Example (CustomerID and Contact is a keyword): Row 12: CustomerID: 123456 Contact: John Doe

In a first step I checked, via a loop, if keywords are found and the result looks like this.
Row0 CustomerID: 123456 Contact: John Doe Row12 CustomerID
Row1 CustomerID: 123456 Contact: John Doe Row12 Contact

But the final result should be (or something similiar):
CustomerID Contact
Row0 123456 John Doe

I home someone can give me a hint, because I’m searching for a solution for two days now and tries several things.

BR,
Sven

Hi @sven-abx,

here a little example workflow using your example:

I hope this solves your problem.

Please let me know in case you have any questions regarding the example workflow.

Best
Kathrin

2 Likes

Hi @Kathrin,

thanks for your help. I knew there must be a Node for this. :smiley:
But I a few more steps (data prep) needs to be done, because I noticed, some CustomerIDs have spaces like 123 456. :sweat_smile:

Thanks for your quick help.

BR,
Sven

You can use at first Tikka node to read the PDF file(s) follow by “Regex Extractor” node from Palladian extensions with a regex expression like:
CustomerID\s*:\s+(?>CustId>.?)\s+Contact\s:\s(?.*?)\n
with flags set to i,s,m

The first group named “CustId” take all the characters between "CustomerId : " and "Contact : " and the second group named “Cont” take all the characters after "Contact : " to the end of each line.
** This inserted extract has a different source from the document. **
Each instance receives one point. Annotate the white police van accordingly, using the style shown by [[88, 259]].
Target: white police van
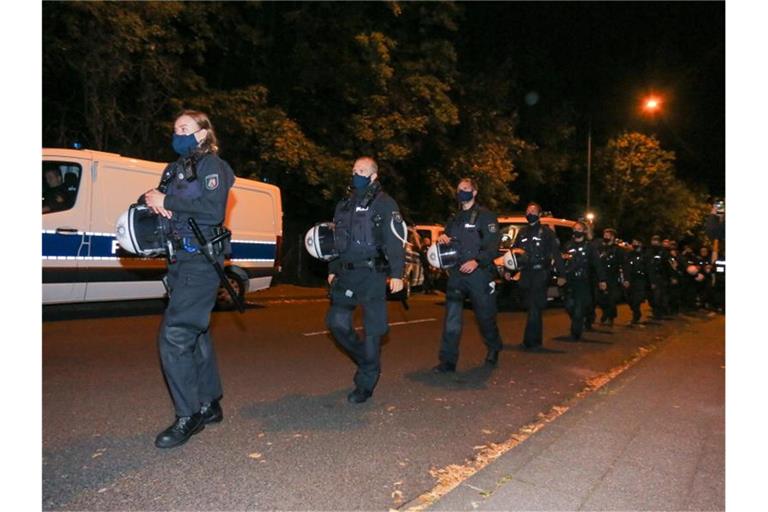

Send a sample to check the regex.

Best regards.

Hi @PBJ,

thanks for your answer, is it possible to use the RegExNode with a Variable Like $ValueOfRow$\s*:\s+(?>CustId>.?)\s+until a space appears followed be a-zA-Z\s:\s(?.*?)\n?

Thanks and regards,
Sven

This topic was automatically closed 7 days after the last reply. New replies are no longer allowed.